I also loved Elizabeth and now that I'm reading Who Killed Kit Marlowe? I have even more respect for it.
In terms of historical accuracy, perhaps one of the worst movies ever made was the Custer film starring Errol Flynn.
To Kill A Mocking Bird - a fiction work that speaks historical truth.
Oh, I just remembered another . . .
Inherit the Wind.
Very good.
I just had an odd thought.....What if it was Diarrhea of Ann Frank?????
That would draw a HOLE new crowd!!
You'll have to reword the question, CotL. You mean a fictionalised account, made as a motion picture, rather than an historical film. The works of Ken Burns ('The Civil War', 'Jazz') are all films, but not fictions.
And sometimes the line between fiction and historical fact is crossed. For instance, the 'Westerns' produced around the turn of the century featured genuine cowboys and pioneers. The story may have been fake, but the setting was 100% authentic.
Mr Stillwater!!!! Pondscum! Good to see ya! How you be?????

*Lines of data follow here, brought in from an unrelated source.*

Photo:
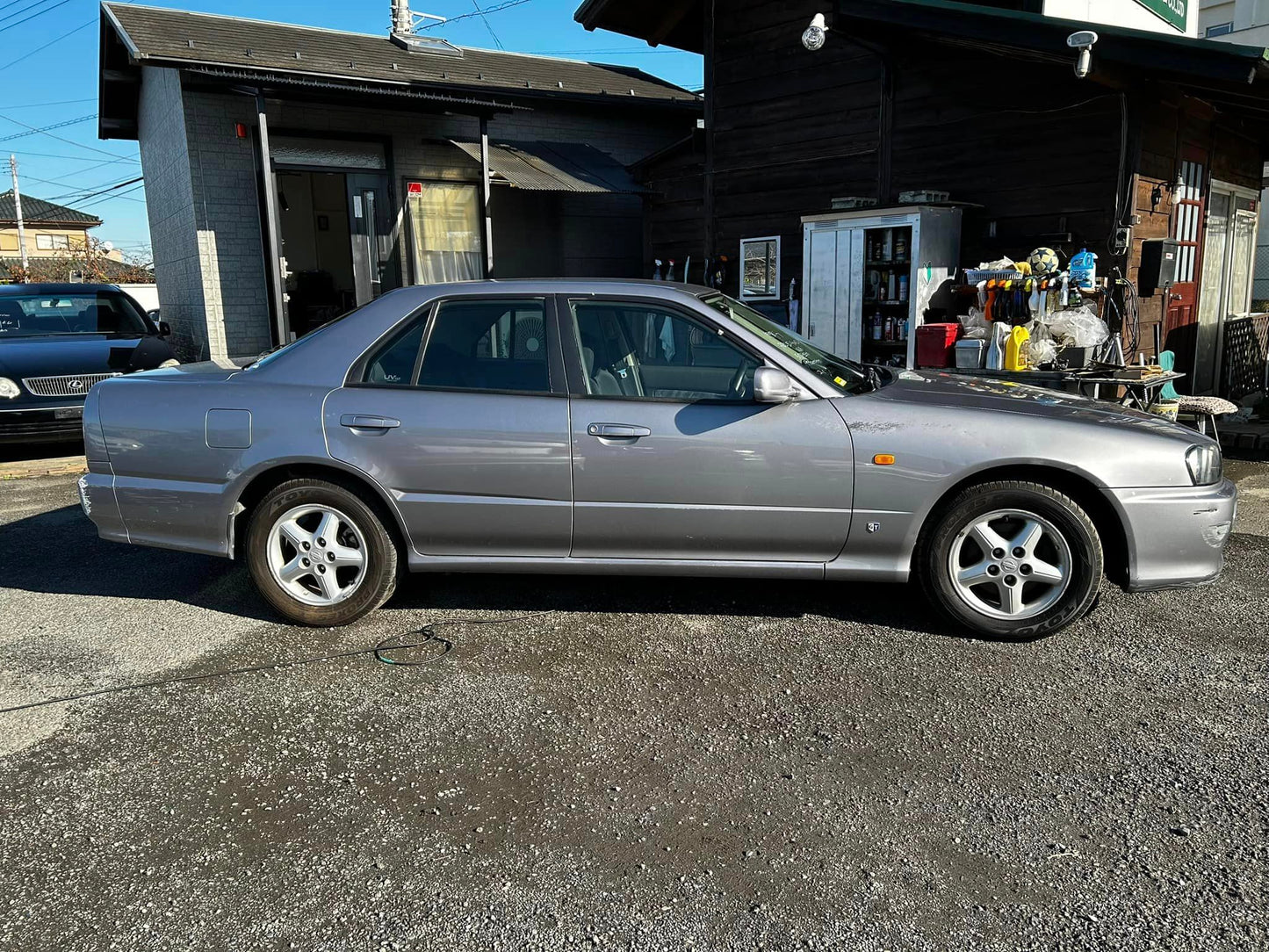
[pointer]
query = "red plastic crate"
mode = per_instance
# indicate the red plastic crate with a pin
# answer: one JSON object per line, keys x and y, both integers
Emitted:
{"x": 935, "y": 344}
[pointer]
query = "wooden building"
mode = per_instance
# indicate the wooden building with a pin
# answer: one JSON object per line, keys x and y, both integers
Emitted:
{"x": 1166, "y": 136}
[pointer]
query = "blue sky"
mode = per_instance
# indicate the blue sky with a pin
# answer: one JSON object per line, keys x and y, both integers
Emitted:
{"x": 59, "y": 83}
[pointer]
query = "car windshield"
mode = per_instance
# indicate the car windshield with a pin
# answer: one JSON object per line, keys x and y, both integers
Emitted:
{"x": 76, "y": 313}
{"x": 847, "y": 376}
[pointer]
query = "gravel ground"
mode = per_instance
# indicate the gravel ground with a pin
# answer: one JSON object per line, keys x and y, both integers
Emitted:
{"x": 653, "y": 764}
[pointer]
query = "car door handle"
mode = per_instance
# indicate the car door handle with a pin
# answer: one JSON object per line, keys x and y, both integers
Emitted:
{"x": 618, "y": 430}
{"x": 368, "y": 422}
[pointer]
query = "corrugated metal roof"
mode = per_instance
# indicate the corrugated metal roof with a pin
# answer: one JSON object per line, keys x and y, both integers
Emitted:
{"x": 39, "y": 211}
{"x": 555, "y": 167}
{"x": 205, "y": 40}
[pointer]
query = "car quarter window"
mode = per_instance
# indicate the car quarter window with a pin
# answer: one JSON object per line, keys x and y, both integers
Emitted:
{"x": 641, "y": 350}
{"x": 471, "y": 344}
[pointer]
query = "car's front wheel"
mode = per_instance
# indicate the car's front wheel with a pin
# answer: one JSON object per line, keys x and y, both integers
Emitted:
{"x": 1012, "y": 560}
{"x": 319, "y": 553}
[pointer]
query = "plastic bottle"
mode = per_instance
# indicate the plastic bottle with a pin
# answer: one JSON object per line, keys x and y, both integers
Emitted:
{"x": 1018, "y": 350}
{"x": 1084, "y": 270}
{"x": 995, "y": 353}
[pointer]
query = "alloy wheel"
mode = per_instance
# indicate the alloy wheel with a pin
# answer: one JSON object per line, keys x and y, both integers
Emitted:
{"x": 316, "y": 553}
{"x": 1010, "y": 564}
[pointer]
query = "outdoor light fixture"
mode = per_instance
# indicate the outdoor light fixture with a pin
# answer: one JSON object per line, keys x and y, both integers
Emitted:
{"x": 816, "y": 33}
{"x": 1083, "y": 40}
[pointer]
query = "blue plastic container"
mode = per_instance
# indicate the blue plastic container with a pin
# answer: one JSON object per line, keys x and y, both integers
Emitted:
{"x": 1084, "y": 270}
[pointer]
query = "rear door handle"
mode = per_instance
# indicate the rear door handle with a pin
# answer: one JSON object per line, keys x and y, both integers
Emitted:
{"x": 618, "y": 430}
{"x": 368, "y": 422}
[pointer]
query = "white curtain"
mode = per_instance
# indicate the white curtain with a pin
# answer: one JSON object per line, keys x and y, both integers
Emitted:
{"x": 444, "y": 225}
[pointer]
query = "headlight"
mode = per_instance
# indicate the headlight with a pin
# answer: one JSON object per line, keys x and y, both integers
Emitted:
{"x": 1205, "y": 465}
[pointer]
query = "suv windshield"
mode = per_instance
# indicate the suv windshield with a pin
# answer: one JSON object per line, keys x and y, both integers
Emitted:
{"x": 79, "y": 313}
{"x": 847, "y": 376}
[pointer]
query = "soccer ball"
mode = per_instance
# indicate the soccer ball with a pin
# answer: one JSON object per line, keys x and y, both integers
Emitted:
{"x": 1043, "y": 261}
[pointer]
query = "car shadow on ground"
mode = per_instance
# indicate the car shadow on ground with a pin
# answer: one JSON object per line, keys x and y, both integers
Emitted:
{"x": 59, "y": 552}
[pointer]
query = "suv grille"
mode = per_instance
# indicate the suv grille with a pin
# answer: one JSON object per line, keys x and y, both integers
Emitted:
{"x": 70, "y": 385}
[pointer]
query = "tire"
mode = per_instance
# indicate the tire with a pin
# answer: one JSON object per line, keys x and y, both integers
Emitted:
{"x": 307, "y": 578}
{"x": 1028, "y": 586}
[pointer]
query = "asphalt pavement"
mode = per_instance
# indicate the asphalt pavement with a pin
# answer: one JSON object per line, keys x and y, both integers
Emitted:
{"x": 627, "y": 763}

The best movies of all time would have to be"Lighthorseman" which was about the taking of beersheba in WW1 and "enemy at the gates"which was about a russian sniper at stalingrad.
Jim,
You liked the movie Dr. Zhivago with Julie Christie and Omar Shariff with an appearance by the then obligatory Rita Tushingham (whatever happened to??)? I know I saw it . . . I remember being at the end of my freshman year of college . . . that my date was Jim Rice who had been our valedictorian . . . and that I wore a dress he liked consisting of a white pleated skirt and a white sleeveless tunic with red and navy stripes at the bottom of the tunic. I remember he was very nervous when we left the theatre and reached the restaurant and he left his keys in the car and I removed them and put them in my bag, an oversized navy blue clutch. I remember nothing of the movie other than the famous daffodil scene, supposedly the most expensive movie shot up until that time and I remember Tushingham at the end of the movie, wearing a headscarf and going off to work at a factory and I guessed she was supposed to be the daughter of Z and Lara . . . but I remember nothing else of the film.
Is Shariff still alive?
I'm surprised that no one has mentioned Bounty, which has to be one of the most accurate of historical entertainment films i've ever seen. Despite Mr. Gibson's predictable overwrought and often unconvincing preformance, it follows the historical record (based on the Royal Navy inquiry, and the trials of the midshipmen) far better than any other such movies. The classic Mutiny on the Bounty with Charles Laughton and Clark Gable, in 1935, won best picture, and deserved it for acting. It's historical accuracy was not bad, being shot on location in Tahiti. It's picture of Bligh and Christian, as well as the crew and crew conditions, were far less reliable. It was actually a remake of an earlier film, in which Errol Flynn had played Christian in a 1933 film which did not take off. The Trevor Howard/Marlon Brando version was terribly overwrought, and, as in the earlier film, made Bligh out to be an unremittant monster. Bligh and Christian were actually friends, in a sort of uncle-nephew way. Bligh had found a place for Christian on two voyages of his when he was working as a merchant captain while on half-pay, temporary retirement from the Royal Navy. There have been few, if any, better foul weather sailors than William Bligh. But in port, and in peaceful times, Bligh tended to let things go, and then rant and rave when he found discipline slack. Bounty (1985, i believe) is far more accurate in the portrayal of the crew and crew conditions, and the dynamic between Lieutenant Bligh, Mr. Fry (the sailing master) and Fletcher Christian, who was actually a midshipman, and rather young. Anthony Hopkins' tour de force as William Bligh more than make up for, in my opinion, Gibson's lackluster performance.